Southern California was rattled by another earthquake late Friday evening. The magnitude 7.1 quake caused injuries, sparked fires and closed roadways.
The latest earthquake happened just after 8 p.m. local time and was centered in the Mojave Desert near the town of Ridgecrest, which is still recovering from a 6.4 quake on the Fourth of July.
Friday night’s quake is Southern California’s most powerful one since a 7.1 quake struck near a U.S. Marine Corps base in the Mojave Desert in 1999. The last earthquake to cause major destruction in the region was in 1994 when a 6.7 magnitude quake in densely populated Northridge killed 57 people and caused billions of dollars in damage.
National Guard mobilized
The California National Guard was sending 200 troops, logistical support and aircraft, said Maj. Gen. David Baldwin. The Pentagon had been notified, and the entire California Military Department was put on alert, he said.
No deaths reported from quake
A fire official says there were no fatalities or major injuries in Ridgecrest after the earthquake on Friday night. Kern County Fire Chief David Witt also said Saturday there were no major building collapses but some structures could be weakened from the back-to-back quakes.
Amusement parks closed
The quake affected amusement parks across two states. Six Flags Magic Mountain in Santa Clarita and Disneyland in Orange County closed their rides while the Big Apple Coaster swayed at the New York-New York hotel in Las Vegas.
Dozens of aftershocks reported
Dozens of aftershocks have been reported following Friday evening’s 7.1-magnitude earthquake that hit near Ridgecrest, just one day after a 6.4 magnitude quake rocked the area,CBS Los Angeles reports. Most of the aftershocks have been less than 3 magnitude.
California governor issues emergency declaration
Governor Gavin Newsom issued an emergency declaration in response to the damage reported in Ridgecrest.
“On behalf of all Californians, I offer my heartfelt support to those affected by tonight’s earthquake near Ridgecrest.

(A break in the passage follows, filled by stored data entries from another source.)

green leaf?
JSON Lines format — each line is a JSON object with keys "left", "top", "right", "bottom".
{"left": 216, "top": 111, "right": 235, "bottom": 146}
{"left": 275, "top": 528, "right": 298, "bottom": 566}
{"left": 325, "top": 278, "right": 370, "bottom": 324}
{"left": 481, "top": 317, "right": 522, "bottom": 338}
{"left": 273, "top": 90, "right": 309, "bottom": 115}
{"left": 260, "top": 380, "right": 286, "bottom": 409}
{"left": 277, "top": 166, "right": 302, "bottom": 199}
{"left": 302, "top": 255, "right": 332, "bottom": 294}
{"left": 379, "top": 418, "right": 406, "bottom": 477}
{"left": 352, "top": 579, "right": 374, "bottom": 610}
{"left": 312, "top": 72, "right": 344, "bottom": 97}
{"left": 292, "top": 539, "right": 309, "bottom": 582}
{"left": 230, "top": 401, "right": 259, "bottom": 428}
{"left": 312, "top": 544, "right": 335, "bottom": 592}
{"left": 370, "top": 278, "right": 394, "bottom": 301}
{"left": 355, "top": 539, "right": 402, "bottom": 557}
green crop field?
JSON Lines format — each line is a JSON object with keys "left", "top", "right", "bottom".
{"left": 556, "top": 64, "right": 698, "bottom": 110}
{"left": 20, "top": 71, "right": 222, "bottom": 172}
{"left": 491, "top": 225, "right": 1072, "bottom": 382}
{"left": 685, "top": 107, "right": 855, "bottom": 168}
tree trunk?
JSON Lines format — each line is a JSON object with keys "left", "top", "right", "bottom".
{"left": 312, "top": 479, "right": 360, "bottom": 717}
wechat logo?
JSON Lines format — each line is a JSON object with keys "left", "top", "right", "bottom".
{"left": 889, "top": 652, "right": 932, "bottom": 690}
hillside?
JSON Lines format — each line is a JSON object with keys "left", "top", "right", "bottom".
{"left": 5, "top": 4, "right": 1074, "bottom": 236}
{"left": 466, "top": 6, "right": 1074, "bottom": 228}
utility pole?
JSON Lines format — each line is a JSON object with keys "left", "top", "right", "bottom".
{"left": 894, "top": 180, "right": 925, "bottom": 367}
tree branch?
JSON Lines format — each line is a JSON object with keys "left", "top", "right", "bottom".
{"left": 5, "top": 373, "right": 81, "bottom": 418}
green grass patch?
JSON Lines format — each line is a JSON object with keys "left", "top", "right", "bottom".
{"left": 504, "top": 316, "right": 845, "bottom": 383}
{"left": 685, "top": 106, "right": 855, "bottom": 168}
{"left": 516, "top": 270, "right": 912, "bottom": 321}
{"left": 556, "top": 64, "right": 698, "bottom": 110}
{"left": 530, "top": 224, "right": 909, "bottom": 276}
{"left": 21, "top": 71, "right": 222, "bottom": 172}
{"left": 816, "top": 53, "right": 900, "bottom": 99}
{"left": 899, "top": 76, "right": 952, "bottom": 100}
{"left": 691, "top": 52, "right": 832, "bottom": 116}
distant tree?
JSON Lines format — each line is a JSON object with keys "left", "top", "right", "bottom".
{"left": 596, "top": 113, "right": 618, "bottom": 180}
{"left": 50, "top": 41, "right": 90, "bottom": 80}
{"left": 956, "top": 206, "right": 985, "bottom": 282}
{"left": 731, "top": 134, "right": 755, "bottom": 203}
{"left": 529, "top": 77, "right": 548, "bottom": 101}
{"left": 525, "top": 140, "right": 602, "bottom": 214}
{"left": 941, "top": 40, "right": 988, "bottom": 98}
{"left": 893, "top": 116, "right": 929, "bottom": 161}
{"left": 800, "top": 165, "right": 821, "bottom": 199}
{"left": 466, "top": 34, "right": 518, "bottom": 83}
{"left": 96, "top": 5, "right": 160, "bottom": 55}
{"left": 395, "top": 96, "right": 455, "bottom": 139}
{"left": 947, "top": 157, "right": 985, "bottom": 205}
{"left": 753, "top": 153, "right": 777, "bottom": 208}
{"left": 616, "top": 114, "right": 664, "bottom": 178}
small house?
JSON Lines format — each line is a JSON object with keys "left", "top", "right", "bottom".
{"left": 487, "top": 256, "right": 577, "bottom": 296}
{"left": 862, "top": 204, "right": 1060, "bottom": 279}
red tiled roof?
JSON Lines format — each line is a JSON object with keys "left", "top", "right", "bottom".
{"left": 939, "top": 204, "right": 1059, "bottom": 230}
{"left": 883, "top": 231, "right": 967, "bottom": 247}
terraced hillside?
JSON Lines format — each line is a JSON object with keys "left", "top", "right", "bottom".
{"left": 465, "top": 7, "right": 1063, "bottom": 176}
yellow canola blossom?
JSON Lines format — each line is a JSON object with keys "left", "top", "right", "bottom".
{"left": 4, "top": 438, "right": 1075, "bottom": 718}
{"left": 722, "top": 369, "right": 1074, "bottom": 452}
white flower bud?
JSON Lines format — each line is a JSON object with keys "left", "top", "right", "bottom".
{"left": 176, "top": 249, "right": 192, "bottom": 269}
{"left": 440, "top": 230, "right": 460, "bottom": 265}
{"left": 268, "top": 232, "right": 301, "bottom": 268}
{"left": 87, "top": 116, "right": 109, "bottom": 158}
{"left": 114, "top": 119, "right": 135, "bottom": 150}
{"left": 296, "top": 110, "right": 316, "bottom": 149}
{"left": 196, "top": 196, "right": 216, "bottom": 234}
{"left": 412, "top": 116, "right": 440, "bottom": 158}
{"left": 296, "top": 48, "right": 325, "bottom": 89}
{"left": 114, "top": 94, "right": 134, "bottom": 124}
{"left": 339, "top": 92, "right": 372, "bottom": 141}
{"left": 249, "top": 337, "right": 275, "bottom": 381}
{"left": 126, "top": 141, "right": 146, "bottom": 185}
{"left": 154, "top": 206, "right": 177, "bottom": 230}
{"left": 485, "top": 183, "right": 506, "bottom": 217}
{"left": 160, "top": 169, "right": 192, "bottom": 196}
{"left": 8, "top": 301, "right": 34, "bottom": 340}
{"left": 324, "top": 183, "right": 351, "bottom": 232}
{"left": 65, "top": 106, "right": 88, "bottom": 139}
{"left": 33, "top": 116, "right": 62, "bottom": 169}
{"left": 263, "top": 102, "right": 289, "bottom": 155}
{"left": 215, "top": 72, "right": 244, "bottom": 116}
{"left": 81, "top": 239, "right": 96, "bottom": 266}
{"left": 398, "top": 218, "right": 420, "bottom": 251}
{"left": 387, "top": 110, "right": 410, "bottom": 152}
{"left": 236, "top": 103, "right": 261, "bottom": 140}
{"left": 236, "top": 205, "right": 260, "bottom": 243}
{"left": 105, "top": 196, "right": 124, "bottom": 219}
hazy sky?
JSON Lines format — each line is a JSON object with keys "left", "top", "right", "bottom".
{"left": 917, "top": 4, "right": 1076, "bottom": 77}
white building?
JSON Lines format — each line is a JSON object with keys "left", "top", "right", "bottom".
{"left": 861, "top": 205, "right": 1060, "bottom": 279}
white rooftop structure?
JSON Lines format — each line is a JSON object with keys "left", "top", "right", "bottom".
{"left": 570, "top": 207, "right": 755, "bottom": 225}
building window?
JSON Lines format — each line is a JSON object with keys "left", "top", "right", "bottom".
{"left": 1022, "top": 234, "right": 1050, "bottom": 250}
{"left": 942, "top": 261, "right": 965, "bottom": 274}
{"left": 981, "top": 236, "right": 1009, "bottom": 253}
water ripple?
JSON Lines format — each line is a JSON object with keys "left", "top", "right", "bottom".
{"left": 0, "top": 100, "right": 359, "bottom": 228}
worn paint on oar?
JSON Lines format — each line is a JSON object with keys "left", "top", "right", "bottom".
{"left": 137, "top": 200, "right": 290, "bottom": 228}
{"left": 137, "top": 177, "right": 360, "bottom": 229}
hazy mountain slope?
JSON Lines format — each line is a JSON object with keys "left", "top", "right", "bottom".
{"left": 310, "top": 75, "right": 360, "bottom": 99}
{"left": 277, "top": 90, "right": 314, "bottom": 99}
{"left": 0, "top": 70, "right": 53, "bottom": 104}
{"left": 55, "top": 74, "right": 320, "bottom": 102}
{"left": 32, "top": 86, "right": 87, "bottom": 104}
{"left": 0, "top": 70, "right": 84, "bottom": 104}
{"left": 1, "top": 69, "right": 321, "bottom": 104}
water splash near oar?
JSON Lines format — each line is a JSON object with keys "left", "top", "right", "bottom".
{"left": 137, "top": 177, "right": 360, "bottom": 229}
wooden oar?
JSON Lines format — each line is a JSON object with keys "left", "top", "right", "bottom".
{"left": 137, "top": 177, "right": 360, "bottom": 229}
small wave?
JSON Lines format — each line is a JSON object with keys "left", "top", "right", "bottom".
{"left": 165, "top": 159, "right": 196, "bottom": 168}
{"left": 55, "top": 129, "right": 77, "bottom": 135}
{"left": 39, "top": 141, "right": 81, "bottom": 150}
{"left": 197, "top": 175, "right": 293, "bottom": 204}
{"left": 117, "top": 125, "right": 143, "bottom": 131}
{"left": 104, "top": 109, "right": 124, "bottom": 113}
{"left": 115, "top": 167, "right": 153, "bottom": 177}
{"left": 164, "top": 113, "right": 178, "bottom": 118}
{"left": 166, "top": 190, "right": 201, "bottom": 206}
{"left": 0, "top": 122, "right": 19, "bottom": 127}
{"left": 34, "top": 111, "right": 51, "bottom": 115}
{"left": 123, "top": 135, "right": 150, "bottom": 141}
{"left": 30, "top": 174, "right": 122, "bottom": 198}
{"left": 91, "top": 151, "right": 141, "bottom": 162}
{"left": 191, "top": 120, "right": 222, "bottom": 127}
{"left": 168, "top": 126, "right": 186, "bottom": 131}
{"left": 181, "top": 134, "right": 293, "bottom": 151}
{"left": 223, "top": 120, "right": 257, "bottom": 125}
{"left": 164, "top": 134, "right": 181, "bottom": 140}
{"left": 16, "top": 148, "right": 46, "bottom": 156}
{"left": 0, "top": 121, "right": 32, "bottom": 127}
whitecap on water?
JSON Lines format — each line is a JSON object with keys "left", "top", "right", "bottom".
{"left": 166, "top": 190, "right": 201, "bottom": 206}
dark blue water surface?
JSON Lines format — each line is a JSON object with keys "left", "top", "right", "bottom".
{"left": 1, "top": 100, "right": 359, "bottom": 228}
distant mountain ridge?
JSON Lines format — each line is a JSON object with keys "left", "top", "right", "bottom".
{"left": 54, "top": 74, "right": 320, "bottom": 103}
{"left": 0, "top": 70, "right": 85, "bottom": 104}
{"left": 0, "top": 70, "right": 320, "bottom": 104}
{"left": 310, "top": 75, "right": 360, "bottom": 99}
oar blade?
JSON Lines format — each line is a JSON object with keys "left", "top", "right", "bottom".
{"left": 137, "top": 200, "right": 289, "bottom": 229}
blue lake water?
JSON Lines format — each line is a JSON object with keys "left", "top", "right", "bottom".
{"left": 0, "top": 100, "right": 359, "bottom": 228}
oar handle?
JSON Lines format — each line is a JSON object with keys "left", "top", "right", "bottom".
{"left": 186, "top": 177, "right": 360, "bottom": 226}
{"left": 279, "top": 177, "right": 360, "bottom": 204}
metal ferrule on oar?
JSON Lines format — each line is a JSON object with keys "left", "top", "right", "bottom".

The State of California will continue to offer support to aid residents in the region,” he said in a statement.
“I have also activated the State Operations Center in Mather, California to its highest level and the center is already working closely with state, federal and local emergency managers and first responders.”
Officials assessing damage in Kern County
Authorities are going street to street assessing the damage in Kern County. Local fire officials are concerned about the structural integrity of a church in Tronc, CBS Los Angeles reported.
Houses throughout the town were strewn with books, fallen televisions and broken glass, but most concerning is the structural damage and cracks that can be seen in foundations.
“I was inside the house and it started shaking,” resident Randy Witcher said. “I was in my lounge chair and it started shaking and it continued.”
“I fell down on the front porch,” he said. “It was very loud. You talk about a train rumbling, and that is what it sounds like.”
More aftershocks expected
There’s a very good chance the region could get more 5 magnitude aftershocks. There is a 1 in 20 chance the region could get a bigger earthquake.
Seismologist Lucy Jones said there have been more than a thousand aftershocks since a 6.4 magnitude quake rattled the same region on Independence Day. That tremor is now considered a foreshock to the much larger quake Friday night. If the 7.1 measurement sticks, it would be the largest earthquake to shake the region in two decades.